Conte a Beirut: una ulteriore conferma del legame che unisce i due Paesi

Talal Khrais da Beirut – Il presidente del Consiglio, Giuseppe Conte, è in Libano per una breve visita, un segno di attenzione al paese devastato dall’esplosione al porto del 4 agosto scorso, e tormentato da una crisi politica ed economica di dimensioni inedite.

In una intervista al quotidiano libanese L’Orient le jour, Conte ha anticipato i suoi messaggi alla popolazione libanese: “Il nostro sostegno al Libano non verrà meno: al contrario si rafforzerà, anche alla luce delle attuali circostanze, l’Italia ha fatto un investimento di lungo periodo sulla stabilità e sicurezza del Libano, attraverso una serie di strumenti che vanno da quello militare, con il nostro impegno in Unifil e nella missione Mibil, alla cooperazione allo sviluppo, ai rapporti culturali ed economici”. La gente di Beirut dimostra ancora una volta fiducia, ma va anche oltre. Una fiducia motivata dalla volontà di ricominciare, ancora una volta, facendo tesoro delle esperienze del passato, attraverso ben due guerre, e siamo andati avanti. E ora questo…Insomma, solo il popolo libanese è così, sapremo andare avanti…certo con la vicinanza di altri popoli…tutto il mondo arabo è stretto intorno al Libano, e anche l’Europa, l’Italia…nelle strade, con la gente.

Il premier italiano è il secondo leader europeo dopo Emanuel Macron ad arrivare a Beirut dopo il 4 agosto: la Francia ha un dovere particolare nei confronti del Libano, proprio quest’anno si celebra la fondazione di uno Stato che i francesi stessi “crearono” 100 anni fa dalla disgregazione dell’impero ottomano. L’Italia affianca Parigi, soprattutto perché mantiene la leadership dell’Unifil, il contingente di caschi blu dell’Onu che nel Sud del paese divide Israele da una regione popolata soprattutto da sciiti.

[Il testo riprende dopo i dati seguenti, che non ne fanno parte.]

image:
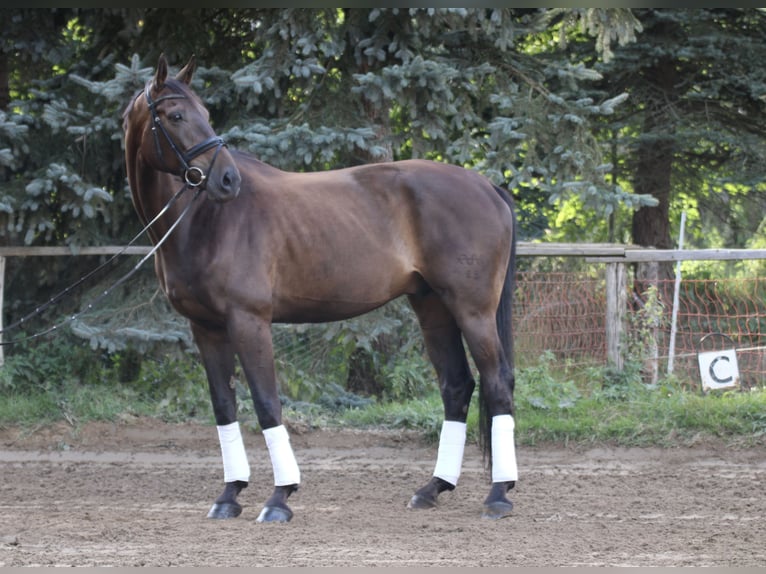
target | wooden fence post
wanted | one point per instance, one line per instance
(2, 290)
(616, 310)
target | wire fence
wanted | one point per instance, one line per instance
(564, 313)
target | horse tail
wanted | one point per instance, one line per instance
(505, 332)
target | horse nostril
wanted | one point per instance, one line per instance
(230, 180)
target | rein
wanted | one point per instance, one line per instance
(114, 285)
(194, 178)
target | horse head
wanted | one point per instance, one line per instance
(169, 127)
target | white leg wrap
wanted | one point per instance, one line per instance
(449, 459)
(503, 449)
(282, 458)
(235, 466)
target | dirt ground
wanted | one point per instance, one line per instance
(136, 493)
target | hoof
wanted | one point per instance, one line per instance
(224, 510)
(497, 509)
(419, 502)
(275, 514)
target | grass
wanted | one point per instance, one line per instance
(601, 407)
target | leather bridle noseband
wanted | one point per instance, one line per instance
(193, 176)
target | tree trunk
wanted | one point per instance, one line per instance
(654, 163)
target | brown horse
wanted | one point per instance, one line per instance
(273, 246)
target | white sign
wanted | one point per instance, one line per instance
(718, 369)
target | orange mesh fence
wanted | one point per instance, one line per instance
(560, 312)
(735, 308)
(565, 313)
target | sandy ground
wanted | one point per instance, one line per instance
(137, 493)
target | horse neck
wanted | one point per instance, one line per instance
(151, 191)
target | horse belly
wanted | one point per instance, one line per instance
(341, 296)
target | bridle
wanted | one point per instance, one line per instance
(193, 176)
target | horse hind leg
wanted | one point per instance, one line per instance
(444, 345)
(497, 422)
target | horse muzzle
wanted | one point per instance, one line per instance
(221, 185)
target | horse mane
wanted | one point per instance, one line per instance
(173, 85)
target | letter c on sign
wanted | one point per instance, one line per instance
(712, 370)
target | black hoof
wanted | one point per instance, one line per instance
(420, 502)
(275, 514)
(497, 509)
(223, 510)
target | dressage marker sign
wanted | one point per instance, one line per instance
(718, 369)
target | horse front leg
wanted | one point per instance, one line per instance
(253, 345)
(218, 359)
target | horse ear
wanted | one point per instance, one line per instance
(162, 73)
(186, 74)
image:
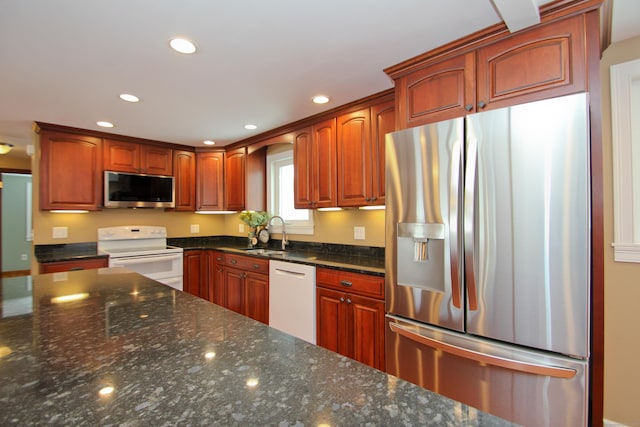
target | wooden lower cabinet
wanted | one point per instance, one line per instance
(241, 284)
(347, 322)
(85, 264)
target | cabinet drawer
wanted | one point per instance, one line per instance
(245, 262)
(351, 282)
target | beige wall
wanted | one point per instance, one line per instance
(11, 161)
(622, 283)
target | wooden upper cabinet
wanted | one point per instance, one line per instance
(314, 159)
(383, 121)
(544, 62)
(439, 91)
(210, 180)
(234, 179)
(302, 159)
(184, 168)
(354, 158)
(361, 154)
(70, 171)
(124, 156)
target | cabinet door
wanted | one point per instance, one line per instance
(234, 289)
(302, 169)
(70, 171)
(354, 158)
(256, 295)
(330, 320)
(121, 156)
(210, 181)
(439, 91)
(217, 294)
(192, 276)
(234, 179)
(366, 330)
(383, 121)
(544, 62)
(324, 174)
(184, 165)
(156, 160)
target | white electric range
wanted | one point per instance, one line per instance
(143, 249)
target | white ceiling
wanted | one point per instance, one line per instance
(66, 61)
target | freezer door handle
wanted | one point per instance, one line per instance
(514, 365)
(454, 192)
(469, 214)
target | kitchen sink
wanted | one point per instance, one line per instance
(267, 252)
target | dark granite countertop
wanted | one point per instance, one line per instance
(359, 259)
(174, 359)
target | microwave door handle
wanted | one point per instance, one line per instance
(469, 217)
(146, 259)
(454, 193)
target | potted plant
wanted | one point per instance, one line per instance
(256, 221)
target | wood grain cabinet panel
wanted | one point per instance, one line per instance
(184, 172)
(544, 62)
(350, 321)
(125, 156)
(361, 155)
(70, 171)
(234, 179)
(436, 92)
(314, 153)
(210, 180)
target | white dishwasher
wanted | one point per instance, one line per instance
(292, 299)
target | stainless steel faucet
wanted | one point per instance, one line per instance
(284, 231)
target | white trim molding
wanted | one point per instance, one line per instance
(625, 99)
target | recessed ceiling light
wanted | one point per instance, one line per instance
(182, 45)
(129, 97)
(320, 99)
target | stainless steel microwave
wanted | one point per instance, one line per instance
(133, 190)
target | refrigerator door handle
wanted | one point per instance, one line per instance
(515, 365)
(469, 213)
(454, 191)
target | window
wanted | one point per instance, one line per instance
(280, 192)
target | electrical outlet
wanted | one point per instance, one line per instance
(60, 232)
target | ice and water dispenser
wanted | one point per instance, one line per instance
(421, 249)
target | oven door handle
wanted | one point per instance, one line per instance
(145, 259)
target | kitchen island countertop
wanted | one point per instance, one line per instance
(174, 359)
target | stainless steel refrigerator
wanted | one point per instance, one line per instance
(488, 259)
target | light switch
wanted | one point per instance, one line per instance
(60, 232)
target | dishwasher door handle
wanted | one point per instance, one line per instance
(290, 273)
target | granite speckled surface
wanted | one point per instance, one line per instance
(174, 359)
(359, 259)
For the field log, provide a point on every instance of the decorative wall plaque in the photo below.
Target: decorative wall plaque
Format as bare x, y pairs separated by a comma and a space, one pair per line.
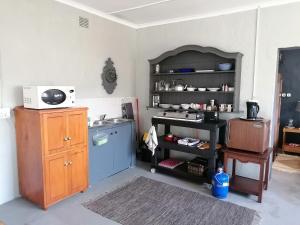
109, 76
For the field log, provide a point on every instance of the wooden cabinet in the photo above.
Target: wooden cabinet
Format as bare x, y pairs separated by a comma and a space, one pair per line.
286, 147
52, 153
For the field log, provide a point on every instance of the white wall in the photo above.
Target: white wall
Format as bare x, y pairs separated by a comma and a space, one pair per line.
41, 43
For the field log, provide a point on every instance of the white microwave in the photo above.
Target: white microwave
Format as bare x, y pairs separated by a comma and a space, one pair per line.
48, 97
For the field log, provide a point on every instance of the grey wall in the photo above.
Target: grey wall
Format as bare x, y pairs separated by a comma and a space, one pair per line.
42, 44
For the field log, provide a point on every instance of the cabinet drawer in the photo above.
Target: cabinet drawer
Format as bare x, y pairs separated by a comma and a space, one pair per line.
54, 132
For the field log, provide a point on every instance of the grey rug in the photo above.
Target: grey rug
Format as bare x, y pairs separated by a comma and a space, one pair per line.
148, 202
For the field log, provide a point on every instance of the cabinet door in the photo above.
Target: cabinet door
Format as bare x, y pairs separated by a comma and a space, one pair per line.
54, 132
56, 177
77, 166
101, 158
122, 147
76, 128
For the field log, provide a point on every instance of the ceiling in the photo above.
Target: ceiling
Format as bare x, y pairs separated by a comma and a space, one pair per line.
144, 13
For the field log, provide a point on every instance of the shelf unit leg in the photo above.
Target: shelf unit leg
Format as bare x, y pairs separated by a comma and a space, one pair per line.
261, 180
167, 151
212, 160
267, 173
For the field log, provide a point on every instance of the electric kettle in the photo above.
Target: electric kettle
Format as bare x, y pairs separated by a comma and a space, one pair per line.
252, 109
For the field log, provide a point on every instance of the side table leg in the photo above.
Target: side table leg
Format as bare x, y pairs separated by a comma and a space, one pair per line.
267, 173
233, 167
261, 180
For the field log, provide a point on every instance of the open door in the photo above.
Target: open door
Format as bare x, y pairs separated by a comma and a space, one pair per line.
278, 91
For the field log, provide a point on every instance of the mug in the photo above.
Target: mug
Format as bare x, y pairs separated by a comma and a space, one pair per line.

Nel 2006 Israele e Hezbollah combatterono per 33 giorni una guerra sanguinosa: da allora, grazie anche alla mediazione del governo italiano, la pace è monitorata da un contingente ONU guidato dal generale Stefano Del Col. : “Il rinnovo del mandato Unifil è giunto al termine di un negoziato complesso. Siamo soddisfatti del risultato finale, che riteniamo equilibrato. Sono state infatti introdotte alcune modifiche che, come abbiamo sempre auspicato, non incidono sostanzialmente sul mandato della missione. In un momento di forti tensioni regionali, si conferma la necessità di mantenere l’efficacia operativa di Unifil per preservare la stabilità lungo la Linea Blu”.

Il premier sostiene che il Libano “ha urgente bisogno di un governo che goda della fiducia della gente e con cui la comunità internazionale possa lavorare per la ricostruzione”. Questo è un riferimento chiaro ai mesi di proteste sociali con cui i cittadini libanesi hanno contestato la capacità della attuale classe politica a guidare il paese. “Mi auguro che l’attuale processo per la formazione di un nuovo gabinetto possa concludersi presto e che venga messo in atto un programma urgente di riforme per soddisfare le legittime aspirazioni del popolo libanese”.

In Libano l’Italia ha inviato dopo il 4 agosto due team della Protezione Civile per partecipare alle operazioni di ricerca e soccorso, coordinando l’invio di tre voli umanitari con oltre quindici tonnellate di materiale sanitario. Conte ha poi ricordato che il Ministero della Difesa ha organizzato l’operazione “Cedri”, che ha schierato a Beirut un importante ospedale da campo e un distaccamento del Genio militare per concorrere alla rimozione delle macerie.

Conte ha visitato l’area dell’esplosione, che h a devastato oltre mezza città, poi è in programma l’incontro con il presidente libanese Mihchel Aoun, e il presidente dell’Assemblea Nazionale, Nabih Berri, nonché il premier uscente, Hassan Diab, e il nuovo premier Mustafa Adib.

Uno dei principali problemi per la popolazione libanese in queste settimane è stato il fatto che tutti gli ospedali di Beirut erano già sopraffatti dall’emergenza coronavirus e soprattutto dalla crisi economica che ha messo in ginocchio le famiglie libanesi e le finanze dei vari ospedali. In questo il sostegno dell’ospedale militare della Difesa italiana potrebbe essere di buon aiuto: il ministro della Difesa Lorenzo Guerini dall’inizio di agosto ha iniziato a seguire direttamente l’evoluzione della crisi, rafforzando la presenza di militari italiani che collaborano con le Forze armate libanesi e con le autorità civili.